4. Recording the legality of the meeting

5. Recording the attendance at the meeting and the confirmation of the voting list

6. Resolution on the number of members of the Board of Directors

It is proposed to the Extraordinary General Meeting that the number of members of the Board of Directors be three (3).

7. Election of members of the Board of Directors

It is proposed to the Extraordinary General Meeting that Gérard Déprez, Stéphane Hénon and Patrick Bourmaud be elected as members of the Board of Directors for a term that will continue until the end of the next Annual General Meeting in 2020. It is proposed that the term of office of the other current members of the Board of Directors ends upon the election of the above new Board members.

Additional information on the proposed Board members is available on the Company’s website www.ramirent.com.

8. Resolution on the remuneration of the members of the Board of Directors

It is proposed to the Extraordinary General Meeting that no remuneration be paid to the members of the Board of Directors for a term of office ending at the closing of the next Annual General Meeting.

It is further proposed to the Extraordinary General Meeting that all members of the Board of Directors be compensated for travel and other expenses directly related to their Board work.

9. Disbandment of the Shareholders’ Nomination Board

The Annual General Meeting of the Company resolved on the establishment of the Shareholders’ Nomination Board on March 14, 2019. The Shareholders’ Nomination Board prepares proposals concerning the election and remuneration of the members of the Board of Directors to the General Meetings. There are currently no members in the Shareholders’ Nomination Board of the Company.

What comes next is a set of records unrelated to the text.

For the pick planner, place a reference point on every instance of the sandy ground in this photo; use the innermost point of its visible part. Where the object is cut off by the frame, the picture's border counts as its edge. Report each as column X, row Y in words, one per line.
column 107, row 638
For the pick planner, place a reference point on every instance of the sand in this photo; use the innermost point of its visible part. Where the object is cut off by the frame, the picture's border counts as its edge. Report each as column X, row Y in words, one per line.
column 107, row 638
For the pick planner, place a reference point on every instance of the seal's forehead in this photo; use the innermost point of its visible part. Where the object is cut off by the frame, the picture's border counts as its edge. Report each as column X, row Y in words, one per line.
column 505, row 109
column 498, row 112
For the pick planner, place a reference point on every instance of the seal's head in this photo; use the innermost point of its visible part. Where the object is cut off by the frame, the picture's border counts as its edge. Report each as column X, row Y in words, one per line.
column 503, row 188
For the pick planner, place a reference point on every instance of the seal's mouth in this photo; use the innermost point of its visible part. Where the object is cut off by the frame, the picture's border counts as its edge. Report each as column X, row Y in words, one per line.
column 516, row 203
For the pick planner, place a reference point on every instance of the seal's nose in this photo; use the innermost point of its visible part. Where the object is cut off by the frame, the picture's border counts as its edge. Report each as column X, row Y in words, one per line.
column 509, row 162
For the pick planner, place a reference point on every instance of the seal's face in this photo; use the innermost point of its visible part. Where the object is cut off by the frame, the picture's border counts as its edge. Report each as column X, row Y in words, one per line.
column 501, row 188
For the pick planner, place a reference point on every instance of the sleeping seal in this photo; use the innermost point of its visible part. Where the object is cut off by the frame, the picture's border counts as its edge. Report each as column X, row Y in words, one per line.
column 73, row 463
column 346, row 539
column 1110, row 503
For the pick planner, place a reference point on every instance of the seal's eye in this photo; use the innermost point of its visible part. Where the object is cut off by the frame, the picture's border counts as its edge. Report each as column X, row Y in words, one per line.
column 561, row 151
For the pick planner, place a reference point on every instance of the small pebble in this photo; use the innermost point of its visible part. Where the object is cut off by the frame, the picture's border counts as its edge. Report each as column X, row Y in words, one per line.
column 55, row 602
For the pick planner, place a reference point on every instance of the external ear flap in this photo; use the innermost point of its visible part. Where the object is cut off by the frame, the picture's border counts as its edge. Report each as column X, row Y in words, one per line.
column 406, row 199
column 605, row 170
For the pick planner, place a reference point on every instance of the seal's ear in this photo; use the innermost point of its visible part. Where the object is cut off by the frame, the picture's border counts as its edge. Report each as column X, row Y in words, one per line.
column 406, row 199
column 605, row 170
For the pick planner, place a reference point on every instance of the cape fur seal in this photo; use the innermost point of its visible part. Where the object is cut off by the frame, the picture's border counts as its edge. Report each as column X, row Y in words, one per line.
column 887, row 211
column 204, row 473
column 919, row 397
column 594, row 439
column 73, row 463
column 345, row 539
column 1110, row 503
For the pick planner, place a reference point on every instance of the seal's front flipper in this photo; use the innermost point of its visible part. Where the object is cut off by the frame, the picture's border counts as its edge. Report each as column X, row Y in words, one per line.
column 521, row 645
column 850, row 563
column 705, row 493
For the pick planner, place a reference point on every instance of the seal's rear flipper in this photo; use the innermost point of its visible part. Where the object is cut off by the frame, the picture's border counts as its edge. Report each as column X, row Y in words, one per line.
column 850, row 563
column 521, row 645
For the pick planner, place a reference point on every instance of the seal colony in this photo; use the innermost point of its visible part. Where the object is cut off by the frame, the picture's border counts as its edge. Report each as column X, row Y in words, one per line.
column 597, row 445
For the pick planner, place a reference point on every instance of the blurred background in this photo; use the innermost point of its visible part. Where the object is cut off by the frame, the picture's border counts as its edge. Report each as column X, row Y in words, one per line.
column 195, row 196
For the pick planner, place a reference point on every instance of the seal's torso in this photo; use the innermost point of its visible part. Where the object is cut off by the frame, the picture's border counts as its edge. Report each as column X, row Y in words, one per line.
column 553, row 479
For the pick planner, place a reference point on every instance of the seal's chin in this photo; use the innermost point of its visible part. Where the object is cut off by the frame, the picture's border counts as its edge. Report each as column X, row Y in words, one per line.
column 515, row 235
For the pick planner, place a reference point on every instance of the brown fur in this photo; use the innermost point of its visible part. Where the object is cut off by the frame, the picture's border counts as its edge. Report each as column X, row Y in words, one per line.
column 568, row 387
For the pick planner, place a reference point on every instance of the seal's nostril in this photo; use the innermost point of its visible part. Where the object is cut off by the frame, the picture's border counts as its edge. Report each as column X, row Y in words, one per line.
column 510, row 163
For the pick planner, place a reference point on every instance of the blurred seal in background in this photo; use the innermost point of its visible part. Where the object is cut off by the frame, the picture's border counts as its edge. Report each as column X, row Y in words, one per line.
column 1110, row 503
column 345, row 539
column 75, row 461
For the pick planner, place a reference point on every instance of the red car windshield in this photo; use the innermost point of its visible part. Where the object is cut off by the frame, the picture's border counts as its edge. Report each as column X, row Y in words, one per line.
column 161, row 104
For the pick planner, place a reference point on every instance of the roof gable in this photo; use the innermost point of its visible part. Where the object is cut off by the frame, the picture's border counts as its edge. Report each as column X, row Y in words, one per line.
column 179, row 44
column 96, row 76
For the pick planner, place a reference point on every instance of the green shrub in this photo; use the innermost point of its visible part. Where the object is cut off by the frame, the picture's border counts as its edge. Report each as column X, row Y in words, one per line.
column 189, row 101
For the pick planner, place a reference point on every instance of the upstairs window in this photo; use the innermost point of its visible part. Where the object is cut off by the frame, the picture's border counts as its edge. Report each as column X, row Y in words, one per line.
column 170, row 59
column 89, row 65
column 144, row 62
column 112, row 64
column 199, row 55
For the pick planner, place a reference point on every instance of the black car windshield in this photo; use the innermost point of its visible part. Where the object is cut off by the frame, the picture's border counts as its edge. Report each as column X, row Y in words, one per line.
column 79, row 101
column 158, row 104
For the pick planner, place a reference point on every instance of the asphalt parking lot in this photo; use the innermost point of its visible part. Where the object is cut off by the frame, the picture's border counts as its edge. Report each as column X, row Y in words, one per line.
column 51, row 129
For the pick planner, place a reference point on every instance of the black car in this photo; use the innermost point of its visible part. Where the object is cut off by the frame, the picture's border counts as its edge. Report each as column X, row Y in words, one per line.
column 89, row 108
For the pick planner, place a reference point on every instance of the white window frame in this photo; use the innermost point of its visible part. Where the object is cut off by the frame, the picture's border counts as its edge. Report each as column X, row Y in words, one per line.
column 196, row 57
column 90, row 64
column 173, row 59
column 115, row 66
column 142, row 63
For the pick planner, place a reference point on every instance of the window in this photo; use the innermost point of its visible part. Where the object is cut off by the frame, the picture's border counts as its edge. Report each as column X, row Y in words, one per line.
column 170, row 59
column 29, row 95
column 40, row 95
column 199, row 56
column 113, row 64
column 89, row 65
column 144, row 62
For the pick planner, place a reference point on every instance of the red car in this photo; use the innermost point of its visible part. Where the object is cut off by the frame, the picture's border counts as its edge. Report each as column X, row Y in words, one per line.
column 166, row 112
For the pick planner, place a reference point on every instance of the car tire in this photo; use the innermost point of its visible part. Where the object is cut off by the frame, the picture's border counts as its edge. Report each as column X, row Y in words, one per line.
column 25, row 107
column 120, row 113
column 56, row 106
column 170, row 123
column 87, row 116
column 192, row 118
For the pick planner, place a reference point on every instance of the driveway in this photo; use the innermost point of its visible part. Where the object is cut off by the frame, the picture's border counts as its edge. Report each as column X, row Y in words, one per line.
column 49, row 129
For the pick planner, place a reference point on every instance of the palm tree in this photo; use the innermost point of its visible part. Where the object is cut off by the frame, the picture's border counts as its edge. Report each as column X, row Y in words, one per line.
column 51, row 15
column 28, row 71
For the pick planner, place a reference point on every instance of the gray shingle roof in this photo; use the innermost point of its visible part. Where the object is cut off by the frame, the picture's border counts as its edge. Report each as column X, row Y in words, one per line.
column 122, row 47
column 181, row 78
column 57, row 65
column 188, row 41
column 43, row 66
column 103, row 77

It is proposed to the Extraordinary General Meeting that the Extraordinary General Meeting resolves to disband the Shareholders’ Nomination Board.

10. Closing of the Extraordinary General Meeting

B. Documents of the Extraordinary General Meeting

The proposals for the decisions on the matters on the agenda of the Extraordinary General Meeting as well as this notice are available on Ramirent Plc’s website at www.ramirent.com/agm. The proposals for the decisions are also available at the Extraordinary General Meeting. Copies of these proposals and of this notice will be sent to shareholders upon request. The minutes of the Extraordinary General Meeting will be available on the above-mentioned website as of August 29, 2019 at the latest.

C. Instructions for the participants in the Extraordinary General Meeting

1. Shareholders registered in the shareholders’ register

Each shareholder, who is registered on Monday August 5, 2019 in the shareholders’ register of the Company held by Euroclear Finland Oy, has the right to participate in the Extraordinary General Meeting. A shareholder, whose shares are registered on his/her personal Finnish book-entry account, is registered in the shareholders’ register of the Company.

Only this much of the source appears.